Perjalanan kami melalui udara ke Malaysia, tepatnya dari Bandara Soekarno-Hatta ke KLIA (Kuala Lumpur International Airport) memakan waktu kurang lebih satu jam. Beberapa menit sebelum mendarat pesawat yang kami tunggangi mengalami kesulitan karena cuaca buruk. Hujan lebat dengan awan hitam menyelimuti langit terlihat dari jendela pesawat. Beberapa kali pesawat kami mengalami guncangan cukup kuat. Saat itu saya benar-benar ketakutan. Apalagi ketika awak pesawat mengarahkan agar kami segera menggunakan sabuk pengaman. Sayapun hanya bisa berdo’a dengan bahasa yang penuh ketakutan.

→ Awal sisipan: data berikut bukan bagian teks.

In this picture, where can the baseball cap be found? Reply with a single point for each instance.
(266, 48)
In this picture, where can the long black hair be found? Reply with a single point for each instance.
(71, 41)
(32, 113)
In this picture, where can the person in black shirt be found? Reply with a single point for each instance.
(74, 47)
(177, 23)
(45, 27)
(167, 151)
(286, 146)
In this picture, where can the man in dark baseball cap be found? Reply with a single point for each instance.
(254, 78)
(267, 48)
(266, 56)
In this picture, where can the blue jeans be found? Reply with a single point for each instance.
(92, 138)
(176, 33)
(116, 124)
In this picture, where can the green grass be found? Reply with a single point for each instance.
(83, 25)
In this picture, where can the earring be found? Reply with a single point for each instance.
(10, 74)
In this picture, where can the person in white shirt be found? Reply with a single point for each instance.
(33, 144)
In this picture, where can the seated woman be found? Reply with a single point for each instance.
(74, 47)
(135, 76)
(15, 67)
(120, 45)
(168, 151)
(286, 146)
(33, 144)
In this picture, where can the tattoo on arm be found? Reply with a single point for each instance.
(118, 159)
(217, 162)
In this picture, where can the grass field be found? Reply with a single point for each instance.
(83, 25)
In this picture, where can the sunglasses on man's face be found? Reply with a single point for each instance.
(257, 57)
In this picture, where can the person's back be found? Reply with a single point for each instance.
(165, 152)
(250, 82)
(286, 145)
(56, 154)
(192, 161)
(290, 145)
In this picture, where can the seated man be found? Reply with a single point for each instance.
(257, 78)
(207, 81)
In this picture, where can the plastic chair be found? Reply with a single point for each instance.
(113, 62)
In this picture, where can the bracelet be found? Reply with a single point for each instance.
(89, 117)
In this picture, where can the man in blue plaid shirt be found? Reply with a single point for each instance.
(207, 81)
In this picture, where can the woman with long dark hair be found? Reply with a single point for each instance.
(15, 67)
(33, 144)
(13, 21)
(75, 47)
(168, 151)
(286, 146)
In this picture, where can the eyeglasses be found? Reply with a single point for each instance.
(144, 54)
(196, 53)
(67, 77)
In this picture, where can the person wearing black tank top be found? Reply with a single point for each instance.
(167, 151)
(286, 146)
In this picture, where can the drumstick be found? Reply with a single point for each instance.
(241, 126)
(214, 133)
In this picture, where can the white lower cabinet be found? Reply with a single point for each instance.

Gangguan tersebut ternyata tidak berarti apa-apa. Sebab sebentar kemudian terdengar suara dari awak pesawat bahwa kami akan segera mendarat di Bandara KLIA. Hujan masih terlihat lebat ketika pesawat mencoba landing. Dengan ketakutan terpendam dalam hati, saya berharap penerbangan ini selamat. Dan...... tentu saja saya selamat sampai tujuan, kalau tidak-pasti hantu yang menulis pengalaman ini.Bersambung...
7 komentar:
Pengalaman menarik dan penuh perjuangan ... ditunggu sambungannya. Apalagi dalam keadaan negeri ini yang sangat sulit bergerak maju kearah yang lebih baik.
aku jg cinta emak saia eh Indonesia coy hehehe...
wew, masih bersambung, ditunggu sambungannya ;)
wew, ceritanya makin menaik aja,,
ayo, ditunggu lanjutannya ya..
:D
Saya tunggu sambungannya......rasanya nggak enak lho berkomentar tanpa tahu endingnya....
keep blogging...
suarakan kebenaran.....
perasaan sih tidak terlalu menarik, sekedar sharing pegalaman buat kalian semua.
Bener nih mau lanjutannya-masih 2 atau 3 lagi lho lanjutannya. ...
Tapi terima kasih buat semua yang sudah baca dan penasaran.... tunggu ya, masih proses editing.